Roache, his parents said, needs constant help.

"This all could have been avoided if the law didn't say that he couldn't be helped if he didn't hurt himself or somebody first," Roache said. "Dennis would have been in the hospital already if the police didn't have their hands tied behind their backs. This 18-year-old man lost his life because of this law. It's a shame."

By RYAN MALDONADO, BRYAN GILMER and CURTIS KRUEGER
© St. Petersburg Times
published February 5, 2002

Darth Buddha
11-15-2003, 02:05 PM
Suspect ruled incompetent
By Times staff writer
© St. Petersburg Times
published March 28, 2002
--------------------------------------------------------------------------------

LARGO -- A man accused of decapitating his ex-girlfriend's new boyfriend with a machete last month has been found mentally incompetent to stand trial on a first-degree murder charge.

Pinellas-Pasco Circuit Judge Mark Shames declared Dennis George Roache incompetent on Wednesday and ordered him to undergo treatment at a secure facility until he is again able to understand the charges against him.

Three court-appointed psychiatrists examined Roache and found him incompetent.

A review of Roache's competency is scheduled for Sept. 19.

In two previous criminal cases and a traffic case, Roache, 34, had been found mentally incompetent, which meant the cases were halted until he could receive treatment.
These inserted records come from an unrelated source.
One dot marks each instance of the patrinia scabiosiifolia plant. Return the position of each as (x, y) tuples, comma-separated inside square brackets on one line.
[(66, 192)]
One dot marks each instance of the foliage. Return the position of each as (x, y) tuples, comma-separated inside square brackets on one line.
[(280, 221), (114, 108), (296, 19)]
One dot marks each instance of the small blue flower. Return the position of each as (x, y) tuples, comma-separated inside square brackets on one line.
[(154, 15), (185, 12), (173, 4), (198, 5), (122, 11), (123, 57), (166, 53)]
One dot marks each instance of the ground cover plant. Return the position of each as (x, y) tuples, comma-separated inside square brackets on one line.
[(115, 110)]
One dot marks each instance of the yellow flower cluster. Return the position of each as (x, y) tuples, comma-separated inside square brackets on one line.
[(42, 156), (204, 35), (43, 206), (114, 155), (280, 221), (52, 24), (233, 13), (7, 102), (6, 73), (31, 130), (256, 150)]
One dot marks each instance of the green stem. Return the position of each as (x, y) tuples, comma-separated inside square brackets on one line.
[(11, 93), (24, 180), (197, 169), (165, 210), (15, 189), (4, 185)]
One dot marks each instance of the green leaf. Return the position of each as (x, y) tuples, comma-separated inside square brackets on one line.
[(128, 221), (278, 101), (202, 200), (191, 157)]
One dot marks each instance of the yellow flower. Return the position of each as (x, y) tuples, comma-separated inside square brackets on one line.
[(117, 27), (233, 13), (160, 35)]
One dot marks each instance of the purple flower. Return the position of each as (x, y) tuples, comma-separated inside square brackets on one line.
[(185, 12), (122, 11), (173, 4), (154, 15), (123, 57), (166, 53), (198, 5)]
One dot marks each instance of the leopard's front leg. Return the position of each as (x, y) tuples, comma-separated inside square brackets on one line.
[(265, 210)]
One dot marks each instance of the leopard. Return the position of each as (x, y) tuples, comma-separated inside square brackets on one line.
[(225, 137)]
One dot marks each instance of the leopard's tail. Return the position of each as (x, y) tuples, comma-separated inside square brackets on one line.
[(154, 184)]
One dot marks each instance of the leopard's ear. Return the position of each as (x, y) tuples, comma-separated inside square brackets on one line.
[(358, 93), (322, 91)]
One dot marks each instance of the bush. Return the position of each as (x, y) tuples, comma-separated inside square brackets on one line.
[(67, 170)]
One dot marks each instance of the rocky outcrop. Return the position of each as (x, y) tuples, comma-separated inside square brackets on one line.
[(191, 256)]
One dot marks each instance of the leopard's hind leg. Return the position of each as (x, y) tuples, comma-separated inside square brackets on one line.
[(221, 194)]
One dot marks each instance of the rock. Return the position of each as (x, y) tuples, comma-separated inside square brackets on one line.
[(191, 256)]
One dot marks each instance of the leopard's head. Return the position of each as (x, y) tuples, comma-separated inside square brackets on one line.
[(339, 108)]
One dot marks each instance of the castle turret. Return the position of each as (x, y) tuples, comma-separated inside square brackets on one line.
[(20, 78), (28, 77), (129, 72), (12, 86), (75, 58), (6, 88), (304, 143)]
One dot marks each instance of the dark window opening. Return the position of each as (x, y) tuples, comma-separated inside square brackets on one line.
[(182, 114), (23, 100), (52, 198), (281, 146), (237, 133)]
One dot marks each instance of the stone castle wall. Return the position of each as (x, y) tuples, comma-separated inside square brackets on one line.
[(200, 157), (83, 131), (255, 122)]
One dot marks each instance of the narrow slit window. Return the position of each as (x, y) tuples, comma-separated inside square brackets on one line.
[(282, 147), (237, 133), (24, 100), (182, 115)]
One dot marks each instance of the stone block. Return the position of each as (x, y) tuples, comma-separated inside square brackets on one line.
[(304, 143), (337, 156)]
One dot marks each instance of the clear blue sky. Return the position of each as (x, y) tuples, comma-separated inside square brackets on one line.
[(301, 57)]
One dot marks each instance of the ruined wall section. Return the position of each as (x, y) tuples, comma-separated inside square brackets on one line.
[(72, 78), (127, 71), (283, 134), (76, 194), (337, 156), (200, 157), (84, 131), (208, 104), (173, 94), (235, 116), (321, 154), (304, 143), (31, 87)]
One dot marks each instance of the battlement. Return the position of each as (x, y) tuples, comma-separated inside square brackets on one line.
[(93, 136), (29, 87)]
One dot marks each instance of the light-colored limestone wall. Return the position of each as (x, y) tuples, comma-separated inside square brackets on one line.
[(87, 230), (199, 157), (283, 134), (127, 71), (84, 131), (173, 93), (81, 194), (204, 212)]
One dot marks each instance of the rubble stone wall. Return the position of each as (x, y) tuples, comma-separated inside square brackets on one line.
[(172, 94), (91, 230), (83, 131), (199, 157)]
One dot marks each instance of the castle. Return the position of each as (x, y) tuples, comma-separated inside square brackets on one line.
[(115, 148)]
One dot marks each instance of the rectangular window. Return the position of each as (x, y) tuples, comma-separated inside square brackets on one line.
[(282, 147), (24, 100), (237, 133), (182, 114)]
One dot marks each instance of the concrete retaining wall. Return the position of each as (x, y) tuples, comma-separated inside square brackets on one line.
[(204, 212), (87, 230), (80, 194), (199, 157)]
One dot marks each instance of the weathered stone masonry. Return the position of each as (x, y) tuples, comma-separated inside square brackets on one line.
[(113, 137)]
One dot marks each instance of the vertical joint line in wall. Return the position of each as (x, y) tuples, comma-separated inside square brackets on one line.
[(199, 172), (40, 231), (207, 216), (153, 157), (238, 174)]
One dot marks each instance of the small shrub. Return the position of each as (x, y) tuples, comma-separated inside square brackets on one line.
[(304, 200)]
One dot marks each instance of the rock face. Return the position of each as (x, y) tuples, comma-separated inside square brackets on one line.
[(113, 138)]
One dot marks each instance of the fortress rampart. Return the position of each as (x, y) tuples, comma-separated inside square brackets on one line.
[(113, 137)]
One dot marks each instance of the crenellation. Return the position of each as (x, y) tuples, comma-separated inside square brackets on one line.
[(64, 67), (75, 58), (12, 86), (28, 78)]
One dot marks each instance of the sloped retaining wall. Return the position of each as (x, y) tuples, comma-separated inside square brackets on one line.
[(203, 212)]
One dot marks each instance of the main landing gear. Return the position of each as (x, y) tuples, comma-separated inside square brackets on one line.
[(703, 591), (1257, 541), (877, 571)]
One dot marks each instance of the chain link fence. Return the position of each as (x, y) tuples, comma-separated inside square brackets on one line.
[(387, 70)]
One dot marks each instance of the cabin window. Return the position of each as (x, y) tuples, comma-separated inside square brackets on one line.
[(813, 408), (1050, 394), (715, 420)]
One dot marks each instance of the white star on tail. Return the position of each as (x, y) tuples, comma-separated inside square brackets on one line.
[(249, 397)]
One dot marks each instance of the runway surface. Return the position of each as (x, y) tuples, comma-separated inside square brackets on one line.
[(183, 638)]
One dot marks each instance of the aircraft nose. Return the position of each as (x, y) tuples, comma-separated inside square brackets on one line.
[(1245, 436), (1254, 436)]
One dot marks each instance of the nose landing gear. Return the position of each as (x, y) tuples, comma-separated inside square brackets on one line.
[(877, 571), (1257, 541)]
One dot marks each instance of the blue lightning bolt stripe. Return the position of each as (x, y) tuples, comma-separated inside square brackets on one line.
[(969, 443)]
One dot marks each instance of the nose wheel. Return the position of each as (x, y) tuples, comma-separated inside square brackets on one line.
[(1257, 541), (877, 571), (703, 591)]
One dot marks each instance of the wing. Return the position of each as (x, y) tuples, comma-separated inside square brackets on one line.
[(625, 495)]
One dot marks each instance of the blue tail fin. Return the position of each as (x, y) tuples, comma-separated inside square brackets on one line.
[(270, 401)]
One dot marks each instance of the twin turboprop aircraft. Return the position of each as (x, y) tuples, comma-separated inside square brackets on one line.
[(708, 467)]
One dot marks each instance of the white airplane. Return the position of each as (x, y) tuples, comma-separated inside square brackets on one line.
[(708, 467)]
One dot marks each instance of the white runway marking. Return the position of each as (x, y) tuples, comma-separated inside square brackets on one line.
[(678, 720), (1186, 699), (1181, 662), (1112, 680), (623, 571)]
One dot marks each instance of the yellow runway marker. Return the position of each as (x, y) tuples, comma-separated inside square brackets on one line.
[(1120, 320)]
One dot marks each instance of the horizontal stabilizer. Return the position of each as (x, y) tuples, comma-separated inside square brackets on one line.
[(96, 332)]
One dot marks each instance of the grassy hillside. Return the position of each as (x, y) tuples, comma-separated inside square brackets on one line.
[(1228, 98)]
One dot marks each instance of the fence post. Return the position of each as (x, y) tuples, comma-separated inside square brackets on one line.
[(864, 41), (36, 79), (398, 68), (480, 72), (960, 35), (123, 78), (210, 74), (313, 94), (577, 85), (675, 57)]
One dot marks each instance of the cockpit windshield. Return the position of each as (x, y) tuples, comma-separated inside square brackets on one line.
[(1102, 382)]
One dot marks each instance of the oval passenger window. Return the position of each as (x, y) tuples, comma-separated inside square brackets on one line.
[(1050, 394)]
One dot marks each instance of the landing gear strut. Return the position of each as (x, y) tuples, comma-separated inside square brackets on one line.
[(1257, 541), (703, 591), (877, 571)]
Gregory Shannon was in bed at his girlfriend's house in St. Petersburg's Childs Park neighborhood when Roache broke in through a window and beheaded the 18-year-old with a machete, police said.

Roache had dated Shannon's girlfriend, Monique Pennywell, 29, and he was angry because Shannon was dating her, police said.

grinner
11-15-2003, 02:18 PM
what crap

Darth Buddha
11-15-2003, 02:22 PM
yep. He's frelled in the head... but dangerously frelled in the head.

He doesn't need treatment so much as he needs a long term storage facility.

grinner
11-15-2003, 02:27 PM
lobotomy would work. Just de-cerabrate him

Frellster
11-15-2003, 02:31 PM
F-L-O-R-I-D-A

*Doh*

O.K.

Darth Buddha
11-15-2003, 02:35 PM
Lobotomy would probably just slow him down enough to make his bad tendencies not as much of a threat.

In cases like these, I DO think psychosurgery should be on the table, though. There are several places you can burn out and make animals wholly unable to agress ... even in defense (I recall a lab cat that couldn't do anything to defend itself... from a mouse... it really wrecked the poor cat's ears). Of course, the opposite is possilbe too... remove all inhibition from aggression (better memory... a rat chasing a lab tech around the room.. with animals like that, it isn't if they get out, it is when!).